Die haben sich reingeschmuggelt. Ich meine mit solchen Verkleidungen nicht schwer.
Wer würde einem Spiele-Helden den Zutritt auf eine Spielemesse verwehren?
"Nein Frau Croft, sie kommen hier nicht rein. Pressetag!".


----------



## xNomAnorx (15. August 2012)

Mothman schrieb:


> Die haben sich reingeschmuggelt. Ich meine mit solchen Verkleidungen nicht schwer.
> Wer würde einem Spiele-Helden den Zutritt auf eine Spielemesse verwehren?
> "Nein Frau Croft, sie kommen hier nicht rein. Pressetag!".


 
 
Ja stimmt schon. Tod würde ich den Eintritt auch nicht verweigern


----------



## Petra_Froehlich (15. August 2012)

xNomAnorx schrieb:


> Wie kommen die ganzen Cosplayer jetzt eigentlich schon auf die Messe? Ist doch Pressetag heute...


 
Vielfach sind es "professionelle" Truppen, die von den Spieleherstellern eigens zum Posieren mit Fans engagiert wurden (Darth Vader & Co. sind zum Beispiel von EA für SWTOR gebucht worden). Aber in der Tat sind uns auch jede Menge Cosplayer aufgefallen, die auf eigene Faust nach Köln gereist sind.

Die Sturmtruppler sind in ihren Rüstungen angesichts der tropischen Außentemperaturen nicht zu beneiden 

Petra
PC Games


----------



## Shadow_Man (15. August 2012)

Die Mädels auf der Gamescom sind meist deutlich hübscher als die auf der E3. Sind vor allem natürlicher und nicht solche Plastikpuppen wie in Amerika


----------



## baiR (15. August 2012)

Shadow_Man schrieb:


> Die Mädels auf der Gamescom sind meist deutlich hübscher als die auf der E3. Sind vor allem natürlicher und nicht solche Plastikpuppen wie in Amerika


 
Habe mir genau das gleiche gedacht. Vor allem die süße Schokopraline auf Bild 2 ist sehr hübsch.


----------



## Shadow_Man (15. August 2012)

baiR schrieb:


> Habe mir genau das gleiche gedacht. Vor allem die süße Schokopraline auf Bild 2 ist sehr hübsch.


 

Ich glaube wir haben den gleichen Frauengeschmack. Die gefällt mir auch sehr gut


----------



## springenderBusch (15. August 2012)

Finger weg !!!
Die gehört mir !


----------



## TheClayAllison (16. August 2012)

Ähm...aha... ich bin weg, Köln ich kommeeee!


----------



## Rabowke (16. August 2012)

.... nicht mein Geschmack. Viel zu dick, viel zu natürlich. 

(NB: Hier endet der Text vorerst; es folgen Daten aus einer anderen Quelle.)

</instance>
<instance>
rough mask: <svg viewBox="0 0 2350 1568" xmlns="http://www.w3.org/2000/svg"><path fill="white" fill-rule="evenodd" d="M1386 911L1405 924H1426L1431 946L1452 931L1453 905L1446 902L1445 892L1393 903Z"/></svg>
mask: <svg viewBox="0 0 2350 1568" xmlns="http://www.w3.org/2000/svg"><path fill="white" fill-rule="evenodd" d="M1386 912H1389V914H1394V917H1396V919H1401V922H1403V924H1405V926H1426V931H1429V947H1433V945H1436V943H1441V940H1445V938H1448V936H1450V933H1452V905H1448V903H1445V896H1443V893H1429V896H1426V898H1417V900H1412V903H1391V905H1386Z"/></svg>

			Dieser Inhalt steht nur eingeloggten Mitgliedern zur Verfügung.


----------



## Raen (16. August 2012)

Euch fehlt noch das Bunny von DoA.


----------



## sauerlandboy79 (16. August 2012)

Rabowke schrieb:


> .... nicht mein Geschmack. Viel zu dick, viel zu natürlich.
> 
> 
> 
> ...


Findest wohl keine mit großen Brüsten und Rückentattoo, gell ?!


----------



## Shadow_Man (16. August 2012)

sauerlandboy79 schrieb:


> Findest wohl keine mit großen Brüsten und Rückentattoo, gell ?!


 
Dann noch so ein Riesen-Tattoo einer Computerspielwelt. So die Skyrim-Karte auf dem Rücken. "Halt doch mal still, ich will grad gucken, wo ich bin."


----------



## sauerlandboy79 (16. August 2012)

Shadow_Man schrieb:


> Dann noch so ein Riesen-Tattoo einer Computerspielwelt. So die Skyrim-Karte auf dem Rücken. "Halt doch mal still, ich will grad gucken, wo ich bin."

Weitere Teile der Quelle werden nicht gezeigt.